The Song (960–1276) was a Han-led dynasty that ruled over Southeast China. To their north was the Jin dynasty, a Jurchen-Han mixed dynasty that ruled over Northeast China. The Jin were led by the Jurchens, a confederation of semi-agrarian tribes from Manchuria in northeast China, though many northern Han nobles were also part of the Jin. The Liao were a Khitan-led dynasty covering parts of Mongolia, West China, and Central Asia. Like the Jin, the Liao also adopted Han culture, spoke Chinese, and practiced Buddhism.

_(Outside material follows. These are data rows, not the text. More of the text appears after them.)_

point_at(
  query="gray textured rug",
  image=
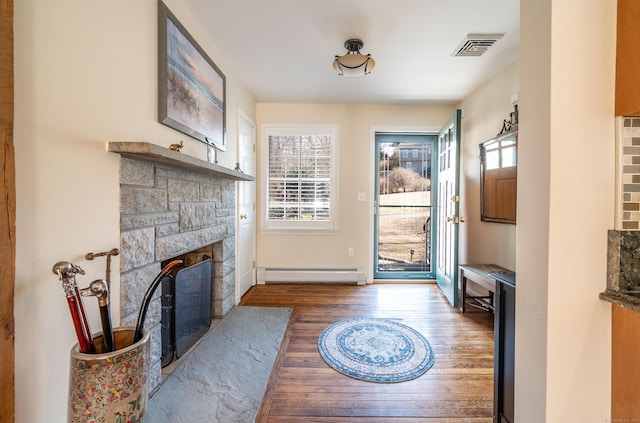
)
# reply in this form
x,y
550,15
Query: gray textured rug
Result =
x,y
224,378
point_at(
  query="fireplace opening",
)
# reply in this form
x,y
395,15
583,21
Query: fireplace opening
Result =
x,y
186,304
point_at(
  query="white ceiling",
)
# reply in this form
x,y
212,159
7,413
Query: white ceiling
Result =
x,y
283,50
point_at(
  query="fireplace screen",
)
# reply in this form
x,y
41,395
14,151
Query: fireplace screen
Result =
x,y
186,309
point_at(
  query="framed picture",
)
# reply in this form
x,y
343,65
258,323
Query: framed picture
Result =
x,y
191,88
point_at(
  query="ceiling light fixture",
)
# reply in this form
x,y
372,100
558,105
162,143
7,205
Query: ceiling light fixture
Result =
x,y
354,64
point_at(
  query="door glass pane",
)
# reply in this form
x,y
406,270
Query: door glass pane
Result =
x,y
404,207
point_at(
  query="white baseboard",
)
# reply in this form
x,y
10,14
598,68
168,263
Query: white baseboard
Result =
x,y
291,275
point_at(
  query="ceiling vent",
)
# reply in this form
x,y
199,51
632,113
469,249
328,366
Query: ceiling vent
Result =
x,y
476,44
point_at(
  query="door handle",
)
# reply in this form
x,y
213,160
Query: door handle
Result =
x,y
455,219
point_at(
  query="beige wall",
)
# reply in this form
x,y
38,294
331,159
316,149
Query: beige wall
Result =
x,y
484,110
355,174
85,73
565,207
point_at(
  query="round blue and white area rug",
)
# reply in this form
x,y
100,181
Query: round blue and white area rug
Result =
x,y
375,350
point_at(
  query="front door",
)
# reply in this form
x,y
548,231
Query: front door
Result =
x,y
403,203
447,212
246,208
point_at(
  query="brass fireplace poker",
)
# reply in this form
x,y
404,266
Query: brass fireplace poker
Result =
x,y
67,271
98,289
112,252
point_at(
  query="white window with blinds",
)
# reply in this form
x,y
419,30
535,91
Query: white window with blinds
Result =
x,y
299,178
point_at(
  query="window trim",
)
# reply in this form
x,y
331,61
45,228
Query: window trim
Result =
x,y
299,226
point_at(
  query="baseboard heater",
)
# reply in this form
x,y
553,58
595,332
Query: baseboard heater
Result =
x,y
292,275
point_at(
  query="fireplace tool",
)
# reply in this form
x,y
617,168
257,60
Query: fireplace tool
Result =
x,y
112,252
147,297
99,289
67,272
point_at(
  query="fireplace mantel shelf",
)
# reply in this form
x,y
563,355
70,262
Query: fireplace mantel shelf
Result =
x,y
158,154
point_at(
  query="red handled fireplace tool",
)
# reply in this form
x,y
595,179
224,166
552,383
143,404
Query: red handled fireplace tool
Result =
x,y
67,272
147,297
98,288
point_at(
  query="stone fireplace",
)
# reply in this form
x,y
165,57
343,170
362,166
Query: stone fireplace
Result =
x,y
171,204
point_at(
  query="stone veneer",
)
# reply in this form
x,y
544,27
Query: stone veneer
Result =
x,y
166,211
630,151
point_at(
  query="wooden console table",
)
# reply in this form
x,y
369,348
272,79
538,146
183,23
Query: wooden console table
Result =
x,y
479,274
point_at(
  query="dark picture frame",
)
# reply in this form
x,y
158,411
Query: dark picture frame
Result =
x,y
499,178
191,88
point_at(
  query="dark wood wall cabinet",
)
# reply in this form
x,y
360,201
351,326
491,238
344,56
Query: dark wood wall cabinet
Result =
x,y
504,353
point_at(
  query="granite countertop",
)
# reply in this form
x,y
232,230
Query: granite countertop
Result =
x,y
623,269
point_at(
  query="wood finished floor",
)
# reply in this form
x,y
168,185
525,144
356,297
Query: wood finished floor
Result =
x,y
303,388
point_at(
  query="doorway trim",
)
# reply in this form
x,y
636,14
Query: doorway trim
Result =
x,y
8,207
424,130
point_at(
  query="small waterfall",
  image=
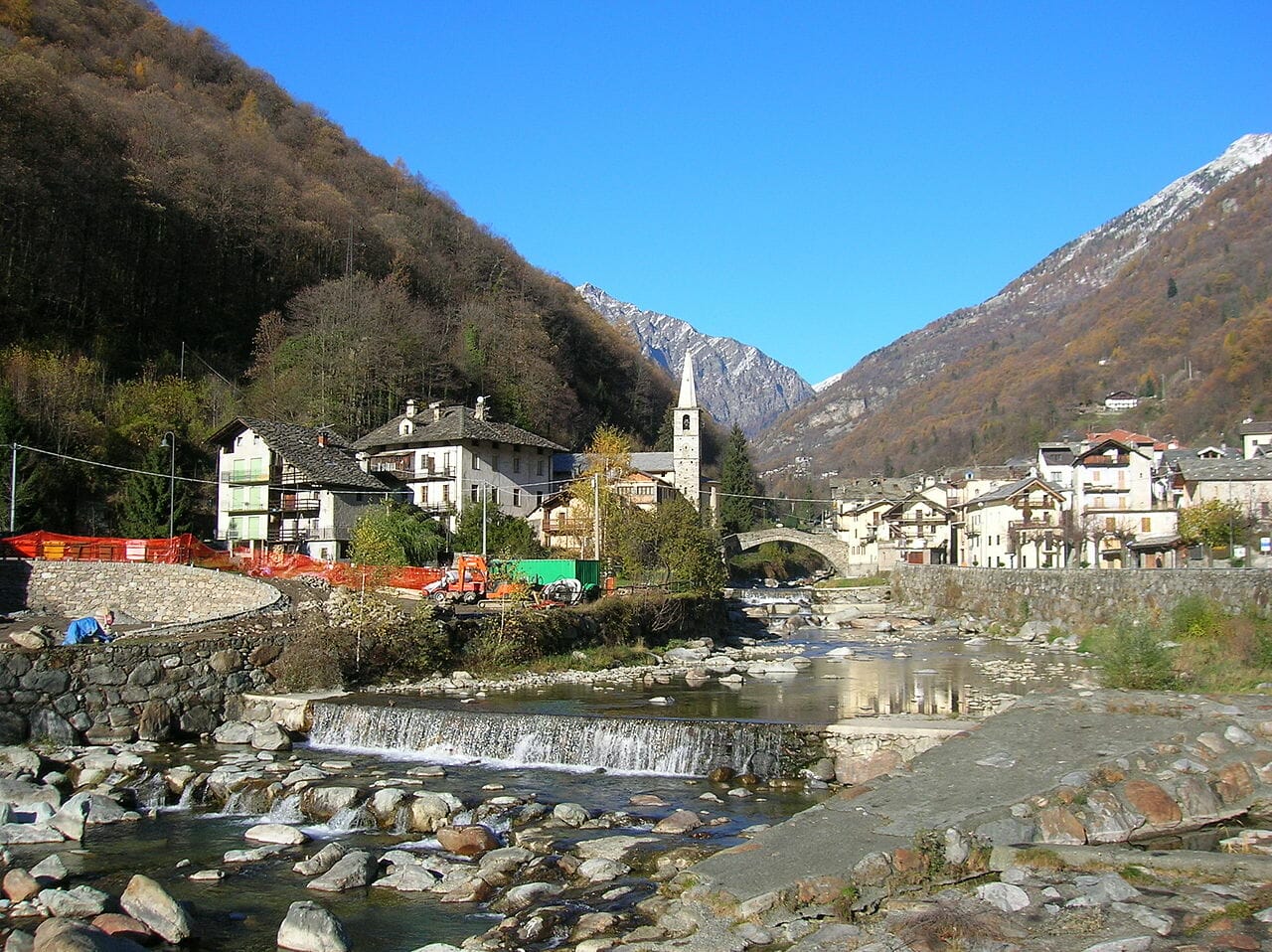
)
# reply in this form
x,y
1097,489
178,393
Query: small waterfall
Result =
x,y
635,744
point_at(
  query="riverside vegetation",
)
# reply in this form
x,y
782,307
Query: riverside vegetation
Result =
x,y
1194,647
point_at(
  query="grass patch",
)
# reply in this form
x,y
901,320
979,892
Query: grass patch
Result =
x,y
1039,858
1217,652
857,581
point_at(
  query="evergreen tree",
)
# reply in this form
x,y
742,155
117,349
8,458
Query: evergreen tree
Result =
x,y
736,485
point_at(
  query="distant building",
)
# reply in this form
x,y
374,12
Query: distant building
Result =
x,y
450,457
289,485
1121,399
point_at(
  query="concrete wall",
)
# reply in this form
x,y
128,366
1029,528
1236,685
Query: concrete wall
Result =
x,y
162,594
1073,596
139,688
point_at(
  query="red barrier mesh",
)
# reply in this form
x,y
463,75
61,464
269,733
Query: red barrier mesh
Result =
x,y
187,550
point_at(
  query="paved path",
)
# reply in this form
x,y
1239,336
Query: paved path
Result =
x,y
968,780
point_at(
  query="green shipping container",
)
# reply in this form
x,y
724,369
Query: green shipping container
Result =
x,y
542,571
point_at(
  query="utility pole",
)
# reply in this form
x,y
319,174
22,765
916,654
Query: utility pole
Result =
x,y
13,492
595,515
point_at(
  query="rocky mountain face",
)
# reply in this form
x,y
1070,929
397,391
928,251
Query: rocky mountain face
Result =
x,y
1035,306
736,382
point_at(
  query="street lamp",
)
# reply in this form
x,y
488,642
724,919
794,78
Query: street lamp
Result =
x,y
169,440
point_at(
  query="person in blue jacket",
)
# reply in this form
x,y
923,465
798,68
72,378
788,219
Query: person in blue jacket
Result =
x,y
87,629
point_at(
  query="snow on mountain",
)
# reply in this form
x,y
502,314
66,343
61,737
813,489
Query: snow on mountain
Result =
x,y
736,384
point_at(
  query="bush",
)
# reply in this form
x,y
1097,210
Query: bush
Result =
x,y
1134,657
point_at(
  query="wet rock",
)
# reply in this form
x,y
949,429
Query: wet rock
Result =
x,y
235,732
322,861
570,814
602,870
682,821
350,872
270,737
19,884
146,901
310,928
276,833
467,840
80,902
68,935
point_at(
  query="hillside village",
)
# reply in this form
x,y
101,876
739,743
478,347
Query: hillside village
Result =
x,y
1107,500
304,489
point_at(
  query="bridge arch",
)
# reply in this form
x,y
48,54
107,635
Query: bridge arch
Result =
x,y
830,548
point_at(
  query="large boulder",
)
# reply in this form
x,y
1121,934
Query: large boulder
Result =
x,y
310,928
146,901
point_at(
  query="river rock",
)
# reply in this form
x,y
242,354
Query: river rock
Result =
x,y
1004,896
146,900
350,872
276,833
69,935
322,861
235,732
527,895
326,802
682,821
570,814
80,902
270,737
599,870
467,840
310,928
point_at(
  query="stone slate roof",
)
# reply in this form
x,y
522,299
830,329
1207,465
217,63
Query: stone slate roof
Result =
x,y
330,465
652,462
458,424
1004,493
1224,470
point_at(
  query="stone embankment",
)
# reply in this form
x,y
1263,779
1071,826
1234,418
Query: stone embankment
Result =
x,y
1075,596
153,594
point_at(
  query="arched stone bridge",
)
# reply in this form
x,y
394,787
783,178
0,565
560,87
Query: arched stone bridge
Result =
x,y
826,545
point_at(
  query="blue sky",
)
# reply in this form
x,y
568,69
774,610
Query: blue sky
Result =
x,y
812,178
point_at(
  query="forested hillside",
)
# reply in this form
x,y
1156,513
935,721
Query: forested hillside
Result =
x,y
1184,320
155,190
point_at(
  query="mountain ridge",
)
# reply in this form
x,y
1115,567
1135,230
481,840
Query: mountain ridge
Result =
x,y
736,382
1019,313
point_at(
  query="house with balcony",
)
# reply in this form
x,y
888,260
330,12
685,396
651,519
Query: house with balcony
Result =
x,y
1021,526
280,484
448,458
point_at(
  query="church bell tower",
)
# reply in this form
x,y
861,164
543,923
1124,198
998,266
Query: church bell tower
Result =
x,y
687,438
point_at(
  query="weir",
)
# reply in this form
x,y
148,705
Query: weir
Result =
x,y
631,744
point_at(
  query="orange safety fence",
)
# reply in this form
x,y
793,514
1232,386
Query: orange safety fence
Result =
x,y
187,550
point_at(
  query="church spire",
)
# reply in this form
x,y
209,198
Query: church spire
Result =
x,y
689,390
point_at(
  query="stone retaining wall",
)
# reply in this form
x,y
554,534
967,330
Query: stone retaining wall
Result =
x,y
1073,596
134,689
160,594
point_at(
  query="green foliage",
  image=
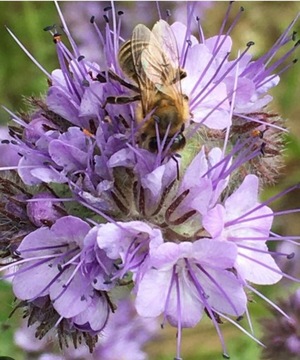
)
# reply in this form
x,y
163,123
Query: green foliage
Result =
x,y
262,22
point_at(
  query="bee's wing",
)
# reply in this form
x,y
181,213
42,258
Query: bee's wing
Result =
x,y
141,38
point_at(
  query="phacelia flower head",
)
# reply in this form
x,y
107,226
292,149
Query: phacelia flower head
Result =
x,y
146,170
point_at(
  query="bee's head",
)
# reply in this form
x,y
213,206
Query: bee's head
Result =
x,y
178,142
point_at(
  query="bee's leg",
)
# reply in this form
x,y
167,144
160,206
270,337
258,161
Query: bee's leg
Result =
x,y
116,77
121,100
181,74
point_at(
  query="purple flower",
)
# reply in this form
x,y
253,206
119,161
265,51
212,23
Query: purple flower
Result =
x,y
51,259
190,278
245,222
124,337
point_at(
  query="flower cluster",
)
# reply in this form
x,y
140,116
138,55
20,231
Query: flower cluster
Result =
x,y
93,211
281,333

The Song and Jin had once been military allies. However, in 1114, the Jurchen, unified under the rule of Wanyan Aguda, plotted a revolt against their former overlords: the Khitan-led Liao dynasty. In 1115, Aguda established the Jin dynasty and adopted the title of emperor. The Jin negotiated a joint attack with the Song against the Khitans. They planned the attack for 1121 and then rescheduled to 1122.

In 1122, the Jin captured the Khitan Supreme and Western Capitals. The Song tried to capture the Liao Southern Capital of Yan (modern Beijing), but it fell later that year to the Jin. Negotiations between the Song and Jin produced a treaty in 1123, but bilateral relations deteriorated because of territorial disputes over the Sixteen Prefectures. In 1125, the Jin invaded the Song.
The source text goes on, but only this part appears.